Fighting Libraries and First Success

After installing AI models with understandable UI/UX, it was necessary to see how easily a heavy repository could be deployed in the cloud, for free.

FLUX.1 from startup Black Forest Labs is one of the leading image generation models, competing with corporate Midjourney and Nano Banana. With the right hardware, software can run autonomously offline and bypass censorship.

The test used the lightest free version—FLUX.1 Schnell. To facilitate interaction with open solutions, developers create target frameworks like Ollama. Popular image generation interfaces include ComfyUI and Forge.

During attempts to install the Forge implementation — cagliostro-forge-colab — a whole Google Colab GPU session was spent. The problem was a classic beginner mistake—version mismatch of Python, cloud environment, and the model itself. After four hours of VYB coding, success with Gemini 3 Flash was not achieved.

Eventually, the framework installation was abandoned, and deployment of FLUX.1 was attempted in the next free session on another day.

In practice, free Google Colab is more convenient on weekends: during this time, the platform often provides longer access.

The model occupied about 34 GB of cloud SSD disk space. However, all processes related to installation ultimately used about 86 GB.

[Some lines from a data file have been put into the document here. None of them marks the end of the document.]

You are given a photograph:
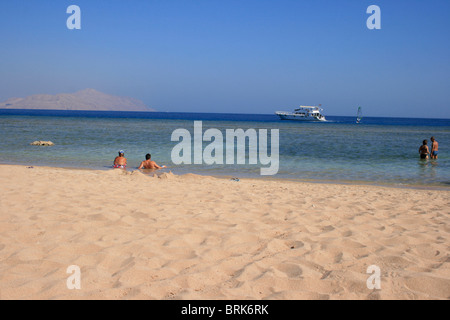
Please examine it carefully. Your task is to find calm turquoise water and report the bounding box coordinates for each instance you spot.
[0,112,450,187]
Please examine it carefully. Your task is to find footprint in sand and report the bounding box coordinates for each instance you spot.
[276,263,303,278]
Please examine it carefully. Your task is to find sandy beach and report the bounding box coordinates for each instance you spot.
[0,165,450,299]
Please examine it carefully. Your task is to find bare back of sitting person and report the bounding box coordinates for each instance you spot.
[113,150,127,169]
[138,153,166,170]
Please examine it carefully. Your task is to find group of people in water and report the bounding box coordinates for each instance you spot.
[419,137,439,159]
[113,150,166,170]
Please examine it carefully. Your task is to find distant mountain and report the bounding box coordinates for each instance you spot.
[0,89,155,111]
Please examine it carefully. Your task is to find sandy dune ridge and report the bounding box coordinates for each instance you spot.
[0,165,450,299]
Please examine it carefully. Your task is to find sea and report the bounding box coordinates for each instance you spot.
[0,109,450,190]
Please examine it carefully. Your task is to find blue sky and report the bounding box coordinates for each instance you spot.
[0,0,450,118]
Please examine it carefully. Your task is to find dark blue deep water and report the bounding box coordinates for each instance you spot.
[0,109,450,187]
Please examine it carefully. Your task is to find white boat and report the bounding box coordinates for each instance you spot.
[275,106,326,121]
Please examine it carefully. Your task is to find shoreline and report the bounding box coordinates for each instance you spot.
[0,163,450,191]
[0,165,450,300]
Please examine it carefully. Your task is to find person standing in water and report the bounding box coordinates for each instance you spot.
[419,140,430,159]
[430,137,439,159]
[113,150,127,169]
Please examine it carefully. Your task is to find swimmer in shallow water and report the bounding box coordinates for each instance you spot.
[138,153,166,169]
[419,140,430,159]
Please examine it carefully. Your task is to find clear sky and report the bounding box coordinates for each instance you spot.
[0,0,450,118]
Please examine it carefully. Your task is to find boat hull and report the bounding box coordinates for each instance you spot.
[276,113,326,122]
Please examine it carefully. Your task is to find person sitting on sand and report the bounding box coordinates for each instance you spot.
[419,140,430,159]
[114,150,127,169]
[138,153,166,169]
[430,137,439,159]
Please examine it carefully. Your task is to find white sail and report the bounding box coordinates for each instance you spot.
[356,107,362,123]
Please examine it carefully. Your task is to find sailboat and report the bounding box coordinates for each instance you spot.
[356,107,362,123]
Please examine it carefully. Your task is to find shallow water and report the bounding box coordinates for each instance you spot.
[0,111,450,187]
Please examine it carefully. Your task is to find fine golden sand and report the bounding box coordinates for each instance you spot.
[0,165,450,299]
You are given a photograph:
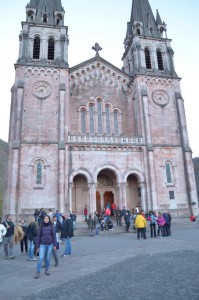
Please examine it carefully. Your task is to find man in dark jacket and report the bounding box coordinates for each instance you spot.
[61,214,73,257]
[53,215,62,251]
[3,214,15,258]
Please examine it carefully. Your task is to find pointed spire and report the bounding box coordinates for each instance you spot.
[130,0,159,37]
[156,9,162,26]
[26,0,64,25]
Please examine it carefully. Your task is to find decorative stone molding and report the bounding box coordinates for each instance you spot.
[32,81,52,100]
[68,135,143,146]
[25,67,59,77]
[70,62,129,91]
[152,90,169,106]
[145,76,173,86]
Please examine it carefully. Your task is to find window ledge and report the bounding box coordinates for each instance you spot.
[33,185,44,190]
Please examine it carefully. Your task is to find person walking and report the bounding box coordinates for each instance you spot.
[53,215,62,251]
[27,217,37,261]
[35,215,57,279]
[2,214,15,258]
[0,218,7,246]
[135,213,147,240]
[111,202,116,216]
[94,212,99,235]
[124,209,131,232]
[115,206,122,226]
[84,205,88,222]
[148,211,157,238]
[157,212,165,239]
[70,211,77,230]
[61,213,74,257]
[18,219,28,254]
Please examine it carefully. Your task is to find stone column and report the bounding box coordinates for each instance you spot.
[136,45,142,70]
[68,183,73,211]
[88,183,96,214]
[142,89,157,210]
[58,84,66,211]
[176,93,198,214]
[118,182,127,209]
[139,182,148,211]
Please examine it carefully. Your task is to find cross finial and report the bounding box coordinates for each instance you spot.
[92,43,102,56]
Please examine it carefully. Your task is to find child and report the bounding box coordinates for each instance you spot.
[157,212,165,239]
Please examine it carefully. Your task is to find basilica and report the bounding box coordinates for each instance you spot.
[4,0,198,216]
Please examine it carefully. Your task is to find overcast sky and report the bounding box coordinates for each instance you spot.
[0,0,199,157]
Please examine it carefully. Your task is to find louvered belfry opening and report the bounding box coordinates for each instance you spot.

Resources used by Google Colab cloud machine. Screenshot: ForkLog.
Initially, FLUX.1 Schnell ran out of video memory on Nvidia Tesla T4. The unadapted configuration hit GPU limits until a series of simple code experiments with Gemini 3 Flash helped make adjustments, using staged memory loading and clearing. As a result, about 3 GB of the available 16 GB VRAM was used during generation.

Screenshot: ForkLog.
Creating one image took about seven minutes. Considering it’s a free version of an open model, the result was pleasantly surprising.

Generated image using FLUX.1 Schnell. Source: ForkLog.
Trying multiple times to generate an image of Marilyn Manson in Victorian style with FLUX.1 Schnell probably didn’t recognize the reference to a specific person and produced only a generalized visual template.

Generated image of a performer based on the prompt “draw Marilyn Manson in Victorian style” with FLUX.1 Schnell. Source: ForkLog.## Complex and Incredible

Open neural networks have long been used not only for text and image generation but also for more niche and unusual tasks. A vivid example of unconventional AI application is the GameNGen model, capable of recreating the gameplay of the classic shooter DOOM in real time.

Source: GameNGen/Github. GameNGen doesn’t simulate the game in the usual sense but generates video sequentially: the model predicts what the next frame should look like after user actions (e.g., movement or shooting). Because of this, enemies, objects, and scene changes are not “calculated” by the engine but visually reproduced as the most probable outcome.

Among autonomous systems, the Voyager project stands out—a neural agent for Minecraft. It explores the game world, gathers resources, and continuously self-trains.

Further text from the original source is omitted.